En consecuencia, la recomendación de la investigadora es que se preste más atención a la forma en que se describe la desigualdad (de género). Deberíamos centrarnos en los dos enfoques. Por ejemplo, ¿por qué no hablar de la infrarrepresentación de las mujeres y al mismo tiempo que los consejos de administración son clubes de hombres? ¿Por qué no ilustramos con ejemplos los retos (adicionales) a los que se enfrentan las mujeres y destacamos también que los techos de cristal y los laberintos son estructuras que de alguna manera se han puesto y mantenido en su sitio, y que pueden cambiarse? ¿Por qué no añadimos metáforas que hagan visible lo que puede ser una alternativa más justa?

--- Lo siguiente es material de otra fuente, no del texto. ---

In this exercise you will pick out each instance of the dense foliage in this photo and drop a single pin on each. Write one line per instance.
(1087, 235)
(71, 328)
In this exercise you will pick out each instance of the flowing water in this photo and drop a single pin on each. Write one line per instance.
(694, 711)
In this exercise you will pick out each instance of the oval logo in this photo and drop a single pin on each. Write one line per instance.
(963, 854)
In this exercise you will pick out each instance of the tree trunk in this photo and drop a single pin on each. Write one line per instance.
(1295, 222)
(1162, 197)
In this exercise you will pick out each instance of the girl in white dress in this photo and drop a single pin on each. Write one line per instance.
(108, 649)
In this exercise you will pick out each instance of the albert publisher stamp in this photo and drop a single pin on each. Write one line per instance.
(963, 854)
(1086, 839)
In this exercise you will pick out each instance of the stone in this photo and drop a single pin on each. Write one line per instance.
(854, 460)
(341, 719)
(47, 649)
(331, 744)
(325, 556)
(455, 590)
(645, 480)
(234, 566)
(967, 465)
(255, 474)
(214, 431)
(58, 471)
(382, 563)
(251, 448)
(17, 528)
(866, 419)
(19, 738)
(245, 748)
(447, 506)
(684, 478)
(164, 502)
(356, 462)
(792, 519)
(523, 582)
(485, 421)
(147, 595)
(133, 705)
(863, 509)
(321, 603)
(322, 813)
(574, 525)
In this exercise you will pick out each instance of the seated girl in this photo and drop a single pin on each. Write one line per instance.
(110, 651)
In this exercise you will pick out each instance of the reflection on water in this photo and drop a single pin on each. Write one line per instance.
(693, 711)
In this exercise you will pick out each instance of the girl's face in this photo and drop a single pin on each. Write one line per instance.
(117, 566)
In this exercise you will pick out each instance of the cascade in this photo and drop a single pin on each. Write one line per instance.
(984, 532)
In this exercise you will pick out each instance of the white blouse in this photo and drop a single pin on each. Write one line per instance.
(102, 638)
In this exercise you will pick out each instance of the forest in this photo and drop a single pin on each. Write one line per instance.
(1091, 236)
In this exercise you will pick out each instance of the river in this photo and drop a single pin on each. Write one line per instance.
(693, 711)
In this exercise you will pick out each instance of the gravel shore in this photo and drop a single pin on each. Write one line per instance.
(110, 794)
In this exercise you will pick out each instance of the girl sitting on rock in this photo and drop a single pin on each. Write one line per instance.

En resumen, me parece que no debemos dejar de enfocar el problema de la discriminación de género desde las desventajas de las mujeres, pero hay que sumar sí o sí el enfoque de los privilegios masculinos para que haya cambios estructurales reales. Si no, seguiremos en el camino de modificar algo para que no cambie nada. Lo que los grupos privilegiados saben hacer tan bien.